Maybe that's human nature. But in the case of energy, we have an opportunity now to do something bold even if the pain of outsourcing begins to ease from work pulling back to less expensive locations, logistically speaking. We all need to come together toward an initiative to wean ourselves now from traditional, less renewable, fossil fuels and high carbon footprints. We need to adopt alternative energy sources, and we all know it. But we can't.

Cause we don't have the huevos.

This morning, I came across an op-ed piece in the latest Industry Week that represents my thoughts, and I'm pretty sure it will resonate strongly with you. In "More Than Just Earth-Friendly, Going "Green" a Route To Jobs and Prosperity, John Madigan points to a logical solution and how to get there:

Manufacturing ... actually creates both wealth and jobs. Developing "green" manufacturing technology also offers opportunities to become a net exporter of environmentally friendly products and processes. "Green" manufacturing, and the technology to support it, can create the required $20-per-hour jobs to sustain a strong middle class while helping to solve air, energy, water, and food crises.

Create a government-sponsored program, similar to the "Apollo Program," to create jobs based on solving environmental needs. Such a program, focused on self-sustaining and renewable solar, wind, water turbine, clean hydrogen energy and desalination of the ocean's water, could jump-start a revival of U.S. manufacturing.

  • Incent companies, by tax policy, which make environmentally friendly and sustainable end products here.

  • Create prizes to reward innovation for environmental friendly products manufactured here.

  • Utilize existing tax supported agencies such as NIST manufacturing centers to: Define and teach best practices to manufacturers through shared network of knowledge resources; Benchmark on the successes -- Toyota, Wiremold, Danaher Corp. and employ proven lean executives on oversight boards; Challenge "economy of scale" thinking and standard cost accounting for more market-based accounting systems; Focus on small businesses or start-up companies and nurture "incubator green manufacturing zones";

I do not agree with some of Mr. Madigan's points in the article (his take on productivity, for example) but I wholeheartedly agree with it in spirit.
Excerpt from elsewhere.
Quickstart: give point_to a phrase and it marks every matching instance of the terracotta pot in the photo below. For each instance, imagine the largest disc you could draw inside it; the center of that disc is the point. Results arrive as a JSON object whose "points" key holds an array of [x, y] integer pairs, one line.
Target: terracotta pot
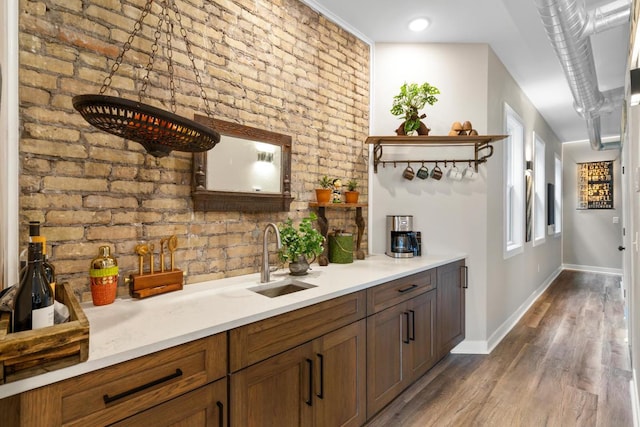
{"points": [[323, 195], [351, 196]]}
We need a bold initiative, similar to the U.S. Apollo or Russia's Luna programs, that will stimulate our collective creativity and find real solutions while creating wealth.

According to NASA, there have been over 1500 "spinoff" technologies from the Apollo lunar program to benefit business, health and wealth. We need that now, but on a global scale. The problem is too large, too complex and affects too many of us politically to tackle it in a vacuum.

I hope that we can find the resolve to address this as one people - for all of us, including manufacturing.

Happy Independence Day to all of you, no matter where you are.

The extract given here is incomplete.